The building will be topped by green rooftop courtyards and a pitched roof that faces Harlem Avenue and rises to 68.5 feet, double the village’s limit of 30 feet in current zoning for the site.
“I’m just afraid it’s too large and I don’t think any information was given to say that property values will not diminish,” DRB member Therese “Tagger” O’Brien said, later voting against the development. “It just seems that the residents of these properties are not being heard as well as I think they should be.”
At the meeting, David Shaw, a zoning attorney from the Northbrook-based Shaw, Fishman, Glantz & Towbin firm who represents Kaufman Jacobs, argued that the site should be zoned as residential rather than institutional since “it’s a home, not a sterile nursing home.”
But neither Kaufman Jacobs nor Senior Lifestyle asked for the property to be re-zoned as residential, which confused some resident attendees about whether or not their application needed to be amended to reflect a change.
“They’re now making the case it’s a residential use of space, does that require reapplication or a variant to the application or two?” asked resident Joseph Baptist.
“Does that raise any effect on zoning, required taxes? How does that affect the tax basis of the land uses?”
The Development Review Board recommended requiring that the site must always stay on the village’s tax rolls, with Mike Hoffman, vice president of the Evanston-based Teska Associates design firm, adding that the village would receive an additional $19,000 in property tax revenue from the development if approved, an increase from the $12,000 the village currently receives from the site.

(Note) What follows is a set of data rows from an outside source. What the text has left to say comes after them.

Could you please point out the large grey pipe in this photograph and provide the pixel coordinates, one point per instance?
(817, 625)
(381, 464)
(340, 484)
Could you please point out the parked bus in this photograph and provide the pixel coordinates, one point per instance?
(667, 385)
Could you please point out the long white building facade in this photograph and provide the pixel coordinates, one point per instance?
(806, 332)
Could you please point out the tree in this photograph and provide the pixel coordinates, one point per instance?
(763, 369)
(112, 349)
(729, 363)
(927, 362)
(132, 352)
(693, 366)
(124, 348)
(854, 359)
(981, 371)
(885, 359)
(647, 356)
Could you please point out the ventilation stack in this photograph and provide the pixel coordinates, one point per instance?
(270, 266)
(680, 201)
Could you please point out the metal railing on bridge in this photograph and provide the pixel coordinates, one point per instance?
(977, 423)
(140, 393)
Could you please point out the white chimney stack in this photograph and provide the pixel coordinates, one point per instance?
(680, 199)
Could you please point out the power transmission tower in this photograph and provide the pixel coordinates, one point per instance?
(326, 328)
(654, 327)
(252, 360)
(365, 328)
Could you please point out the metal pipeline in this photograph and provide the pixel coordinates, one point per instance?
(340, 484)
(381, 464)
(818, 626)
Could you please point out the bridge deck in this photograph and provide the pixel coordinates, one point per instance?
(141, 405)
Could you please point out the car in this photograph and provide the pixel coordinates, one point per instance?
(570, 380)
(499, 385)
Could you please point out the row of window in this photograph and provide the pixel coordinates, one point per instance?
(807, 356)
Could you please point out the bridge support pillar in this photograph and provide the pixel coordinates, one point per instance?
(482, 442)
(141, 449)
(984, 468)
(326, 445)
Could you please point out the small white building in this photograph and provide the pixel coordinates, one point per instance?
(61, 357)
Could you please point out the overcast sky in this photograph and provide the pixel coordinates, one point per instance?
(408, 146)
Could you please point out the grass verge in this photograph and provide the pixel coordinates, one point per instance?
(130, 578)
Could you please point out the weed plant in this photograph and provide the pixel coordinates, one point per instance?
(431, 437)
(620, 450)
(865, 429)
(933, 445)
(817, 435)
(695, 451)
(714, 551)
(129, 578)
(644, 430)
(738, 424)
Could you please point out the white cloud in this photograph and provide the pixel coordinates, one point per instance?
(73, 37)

Developers previously said the development would generate $500,000 in property tax revenue, but Hoffman clarified that would be a one-time payment to cover the costs of the village’s construction, building permits and more.
“$19,000 compared to the overall village budget is insignificant,” DRB Chairman Frank Martin said at the meeting, later voting against the development because its use is not permitted under current code. He called the $500,000 disbursement “a wash” since it covered the village’s work in issuing and reviewing permits.
But the majority of Development Review Board members went on to approve the development, requiring the village’s Traffic and Safety Commission look into prohibiting right turns onto Harlem and impose permit parking on Iowa Street and Harlem Avenue; that developers issue a letter of credit that 125 percent of the construction cost is covered; plant trees on neighbors’ property, if residents request them; restrict delivery hours to7 a.m. to 6 p.m.; and remove snow from the public right of way.
“This looks like a very high-quality project. I think they provide a lot of services and I think there’s a lot of thought that went into it. I think it’s an excellent project,” DRB member Mary Ann Fishman said.
DRB members David Crosby, Gerry Dombrowski, Lisa Ryan and Fishman voted for the proposal; Martin and O’Brien voted against developers’ plans. Member Michael Ruehle was absent.
The village board will now decide whether to approve or deny Senior Lifestyle and Kaufman Jacobs’ application at a future meeting.